L’arte che muta, tra natura e immaginario.


In occasione del Fuorisalone 2025, che anima il capoluogo lombardo durante il Salone del Mobile, il Cortile d’Onore dell’Università Statale di Milano ospita, presentata dalla Galleria Luigi De Ambrogi, un’opera straordinaria: Il Grande Pesce Bianco, una scultura in plastica riciclata che sembra fluttuare nell’aria. A firmarla è Dario Ghibaudo, artista piemontese trapiantato a Milano, scultore e pittore di fama internazionale, noto per il suo Museo di Storia Innaturale, un progetto iniziato nel 1990 che intreccia ironia, provocazione e riflessione sul rapporto tra uomo e natura. Le sue creazioni, che spaziano da sculture a installazioni, utilizzano materiali eterogenei per dare vita a un immaginario potente e straniante.
Ghibaudo non si limita all’arte visiva: la sua versatilità lo ha portato a esplorare anche la scrittura, con la recente pubblicazione di Violenze minime (Arca Edizioni), una raccolta di racconti che scava nelle pieghe della quotidianità con uno sguardo acuto e disincantato. In attesa della sua prossima personale all’Espace Constantin Chariot di Bruxelles, dal 23 aprile all’8 giugno, l’artista ha gentilmente accettato di raccontarci la sua visione, tra mutazioni, miti e interrogativi sul nostro tempo.
 
L’opera esposta all’Università Statale, Il Grande Pesce Bianco, è un pesce fantastico dotato di zampe, sospeso come in un sogno surreale. Il suo simbolismo si presta a molteplici letture. Può offrirci qualche chiave interpretativa, o preferisce lasciare al pubblico il compito di decifrarne il significato?


Ogni opera vive nello sguardo di chi la incontra, e l’artista, spesso, dissemina tracce che si intrecciano alla sua ricerca. Personalmente, sono affascinato dalle mutazioni: quelle naturali, legate all’evoluzione, e quelle indotte dalla scienza. Il Grande Pesce Bianco sintetizza un’idea di trasformazione: da creature marine a esseri terrestri, un viaggio evolutivo che si compie sotto gli occhi di chi osserva. Ma la vera magia accade quando chi guarda si svuota di preconcetti e si lascia trasportare dall’opera, trovandovi un riflesso di sé.


 
Gli animali fantastici ricorrono spesso nelle sue creazioni, evocando un passato mitologico che sembra contrapporsi a un presente altrettanto leggendario, dominato da tecnologia e robotica. È una risposta a un futuro che inquieta, o un abbraccio a una realtà nuova, che ci spinge a interrogarci  sulla nostra natura?

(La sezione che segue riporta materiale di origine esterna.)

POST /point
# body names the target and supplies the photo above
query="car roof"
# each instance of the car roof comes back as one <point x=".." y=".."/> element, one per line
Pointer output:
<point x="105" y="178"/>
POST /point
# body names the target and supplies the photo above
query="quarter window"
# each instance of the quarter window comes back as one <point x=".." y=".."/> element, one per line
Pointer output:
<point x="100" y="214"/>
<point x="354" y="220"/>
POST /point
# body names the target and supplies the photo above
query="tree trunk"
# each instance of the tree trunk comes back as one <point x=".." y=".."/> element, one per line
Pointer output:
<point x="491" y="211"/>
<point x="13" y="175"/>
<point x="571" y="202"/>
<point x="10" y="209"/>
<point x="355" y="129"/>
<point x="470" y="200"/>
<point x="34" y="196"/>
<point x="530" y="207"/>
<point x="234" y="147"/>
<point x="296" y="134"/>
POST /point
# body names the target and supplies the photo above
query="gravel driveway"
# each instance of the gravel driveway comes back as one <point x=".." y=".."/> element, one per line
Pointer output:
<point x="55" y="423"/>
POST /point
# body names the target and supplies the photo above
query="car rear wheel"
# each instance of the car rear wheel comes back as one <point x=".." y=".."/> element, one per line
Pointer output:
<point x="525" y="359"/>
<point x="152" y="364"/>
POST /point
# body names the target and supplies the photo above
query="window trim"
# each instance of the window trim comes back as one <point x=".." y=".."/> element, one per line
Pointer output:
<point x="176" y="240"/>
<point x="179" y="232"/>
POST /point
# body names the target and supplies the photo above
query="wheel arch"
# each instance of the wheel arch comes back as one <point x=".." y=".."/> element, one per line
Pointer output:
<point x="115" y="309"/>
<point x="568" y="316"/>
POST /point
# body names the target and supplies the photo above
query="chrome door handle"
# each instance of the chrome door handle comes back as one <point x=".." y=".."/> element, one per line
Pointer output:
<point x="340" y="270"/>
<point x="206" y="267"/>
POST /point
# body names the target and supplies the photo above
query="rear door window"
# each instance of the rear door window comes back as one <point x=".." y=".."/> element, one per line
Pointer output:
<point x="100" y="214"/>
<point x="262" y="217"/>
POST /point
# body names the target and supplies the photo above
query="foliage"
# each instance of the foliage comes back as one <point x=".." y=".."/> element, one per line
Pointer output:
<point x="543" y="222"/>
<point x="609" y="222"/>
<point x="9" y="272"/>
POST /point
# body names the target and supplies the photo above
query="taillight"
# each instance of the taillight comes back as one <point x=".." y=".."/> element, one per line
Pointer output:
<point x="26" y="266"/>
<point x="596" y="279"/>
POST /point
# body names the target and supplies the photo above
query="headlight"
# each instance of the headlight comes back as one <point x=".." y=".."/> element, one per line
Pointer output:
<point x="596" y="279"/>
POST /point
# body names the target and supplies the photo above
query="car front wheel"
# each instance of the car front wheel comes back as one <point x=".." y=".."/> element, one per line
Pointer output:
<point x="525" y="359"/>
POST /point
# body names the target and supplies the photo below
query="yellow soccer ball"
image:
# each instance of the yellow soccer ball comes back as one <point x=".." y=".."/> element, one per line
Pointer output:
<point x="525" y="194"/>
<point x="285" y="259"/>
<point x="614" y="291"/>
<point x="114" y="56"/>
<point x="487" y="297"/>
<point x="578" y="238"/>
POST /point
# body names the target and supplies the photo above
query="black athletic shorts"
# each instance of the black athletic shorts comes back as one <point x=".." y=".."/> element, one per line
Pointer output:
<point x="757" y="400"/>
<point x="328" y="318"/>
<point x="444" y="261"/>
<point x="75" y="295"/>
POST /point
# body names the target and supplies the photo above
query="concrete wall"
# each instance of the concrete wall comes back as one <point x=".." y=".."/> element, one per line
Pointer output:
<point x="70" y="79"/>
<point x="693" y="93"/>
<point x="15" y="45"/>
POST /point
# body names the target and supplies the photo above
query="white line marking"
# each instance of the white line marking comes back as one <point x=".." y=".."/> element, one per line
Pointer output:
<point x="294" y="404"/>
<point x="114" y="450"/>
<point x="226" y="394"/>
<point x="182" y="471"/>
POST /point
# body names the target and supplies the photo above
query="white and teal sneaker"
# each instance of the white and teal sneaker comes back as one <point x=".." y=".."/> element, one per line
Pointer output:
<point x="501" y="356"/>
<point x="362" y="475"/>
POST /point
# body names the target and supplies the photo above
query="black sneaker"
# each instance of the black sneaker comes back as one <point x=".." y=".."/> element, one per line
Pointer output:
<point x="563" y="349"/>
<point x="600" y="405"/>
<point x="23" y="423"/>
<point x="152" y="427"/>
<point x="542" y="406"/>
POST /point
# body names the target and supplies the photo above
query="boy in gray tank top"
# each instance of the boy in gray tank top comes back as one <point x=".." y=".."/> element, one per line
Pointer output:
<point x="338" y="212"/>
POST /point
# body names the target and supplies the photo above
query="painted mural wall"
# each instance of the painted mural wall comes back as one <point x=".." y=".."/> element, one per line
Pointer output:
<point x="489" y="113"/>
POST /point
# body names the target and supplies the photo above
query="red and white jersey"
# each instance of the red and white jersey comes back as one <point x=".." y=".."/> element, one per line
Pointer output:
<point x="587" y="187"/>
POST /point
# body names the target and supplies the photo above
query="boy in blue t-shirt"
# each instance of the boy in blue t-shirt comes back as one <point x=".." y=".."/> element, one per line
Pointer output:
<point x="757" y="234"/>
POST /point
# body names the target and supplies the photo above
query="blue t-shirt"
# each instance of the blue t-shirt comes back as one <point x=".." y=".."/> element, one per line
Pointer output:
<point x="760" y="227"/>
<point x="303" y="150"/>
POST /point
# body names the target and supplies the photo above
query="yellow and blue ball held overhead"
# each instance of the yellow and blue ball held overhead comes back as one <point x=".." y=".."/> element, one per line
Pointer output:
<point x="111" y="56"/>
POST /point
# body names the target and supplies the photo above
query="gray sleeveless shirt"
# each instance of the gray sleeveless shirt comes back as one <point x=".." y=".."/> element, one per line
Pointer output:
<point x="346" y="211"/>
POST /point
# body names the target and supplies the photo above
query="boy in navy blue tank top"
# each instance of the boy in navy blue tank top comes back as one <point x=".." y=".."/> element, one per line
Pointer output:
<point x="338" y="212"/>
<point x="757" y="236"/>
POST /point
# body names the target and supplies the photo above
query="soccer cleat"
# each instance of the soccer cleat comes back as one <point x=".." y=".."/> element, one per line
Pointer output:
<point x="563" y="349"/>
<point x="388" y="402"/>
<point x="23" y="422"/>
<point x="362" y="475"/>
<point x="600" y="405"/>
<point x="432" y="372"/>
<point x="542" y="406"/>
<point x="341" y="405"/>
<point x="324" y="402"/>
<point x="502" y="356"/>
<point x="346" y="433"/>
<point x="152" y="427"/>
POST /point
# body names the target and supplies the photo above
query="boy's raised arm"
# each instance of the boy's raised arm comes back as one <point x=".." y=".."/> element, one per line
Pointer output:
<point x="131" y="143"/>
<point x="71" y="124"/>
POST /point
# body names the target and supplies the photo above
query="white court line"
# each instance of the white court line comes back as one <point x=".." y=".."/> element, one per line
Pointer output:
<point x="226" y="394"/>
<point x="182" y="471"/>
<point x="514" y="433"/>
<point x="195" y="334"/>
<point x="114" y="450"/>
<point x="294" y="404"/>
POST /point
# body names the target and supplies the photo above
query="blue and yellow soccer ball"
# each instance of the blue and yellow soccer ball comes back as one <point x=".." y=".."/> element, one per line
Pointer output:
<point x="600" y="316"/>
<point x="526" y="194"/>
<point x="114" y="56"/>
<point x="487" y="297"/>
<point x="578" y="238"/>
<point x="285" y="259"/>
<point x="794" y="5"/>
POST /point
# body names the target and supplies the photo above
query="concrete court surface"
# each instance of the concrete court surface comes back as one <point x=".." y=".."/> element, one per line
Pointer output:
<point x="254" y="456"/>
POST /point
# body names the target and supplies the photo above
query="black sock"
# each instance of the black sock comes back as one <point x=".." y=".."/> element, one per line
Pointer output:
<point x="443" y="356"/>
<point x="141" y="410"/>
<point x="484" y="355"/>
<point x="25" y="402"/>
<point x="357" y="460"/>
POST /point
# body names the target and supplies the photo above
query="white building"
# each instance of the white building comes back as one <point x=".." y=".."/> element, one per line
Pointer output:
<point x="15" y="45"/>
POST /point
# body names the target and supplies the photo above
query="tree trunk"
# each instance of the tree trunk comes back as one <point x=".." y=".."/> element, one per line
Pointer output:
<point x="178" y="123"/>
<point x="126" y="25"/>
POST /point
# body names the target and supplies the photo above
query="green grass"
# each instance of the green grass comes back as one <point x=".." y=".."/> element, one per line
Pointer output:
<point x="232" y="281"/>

Non credo esista una natura “autentica” dell’uomo. Le mie creature mutanti raccontano un mondo in perenne adattamento, dove nulla è fisso o definitivo. Sono frammenti di un caos naturale, tappe di un percorso che non ha una meta ultima, ma solo continue metamorfosi. Il mito e la tecnologia, in fondo, sono solo strumenti per narrare questa danza incessante.
 


Il richiamo a immagini di ere remote sembra suggerire che il tempo, forse, sia un’illusione. O che, come il suo pesce bianco, possa fermarsi, rendendo l’eternità più vicina di quanto crediamo. È così?


Come artista visivo, mi nutro di ciò che vedo e sento, non di speculazioni filosofiche. Non ho risposte sul tempo o sull’eternità: osservo, interpreto, traduco in sculture, disegni, parole. Il pesce bianco, forse, invita a sospendere il giudizio, a contemplare un istante che potrebbe essere eterno. Ma lascio a chi guarda il compito di trovare il proprio senso.


 
 
Nelle sue opere, alberi e animali si intrecciano, e le figure umane sembrano dissolversi in queste forme naturali, suggerendo una misteriosa continuità. La natura, però, non è solo rassicurante: ha una forza seduttiva, quasi pericolosa, che ricorda il serpente dell’Eden. Come vive questa dualità tra seduzione e distruzione?
 
Tutto - animato o inanimato - condivide un destino comune. Non parlo di distruzione, ma di trasformazione, un concetto antico che attraversa ogni cosa. Dall’Eden alla robotica, il tempo stesso è metamorfosi. La natura seduce perché ci ricorda che siamo parte di un ciclo più grande, ma anche che ogni passo può cambiarci per sempre.
 
Oltre alla sua arte, lei ha una passione per la scrittura, come dimostra Violenze minime, una raccolta di racconti che esplora la banalità del male quotidiano. I suoi protagonisti sembrano vittime di una mostruosità subdola, quasi invisibile. Gli archetipi mitologici possono aiutarci a curare il nostro male di vivere.


 
 
La mostruosità, per me, non è mai banale: è una delle infinite facce della realtà. Gli archetipi mitologici sono specchi che ci aiutano a vedere, a tracciare sentieri verso nuove interpretazioni del mondo, ma non unguenti per il dolore dell’esistenza. Scrivere Violenze minime è stato un’avventura splendida, ma anche una sfida: come per una mostra, un libro espone l’autore, lo mette a nudo. Scrivo e disegno con la stessa urgenza, intrecciando storie che poi si trasformano in segni, in immagini, in parole. È un processo che mi appartiene, ma che mi sorprende ogni volta.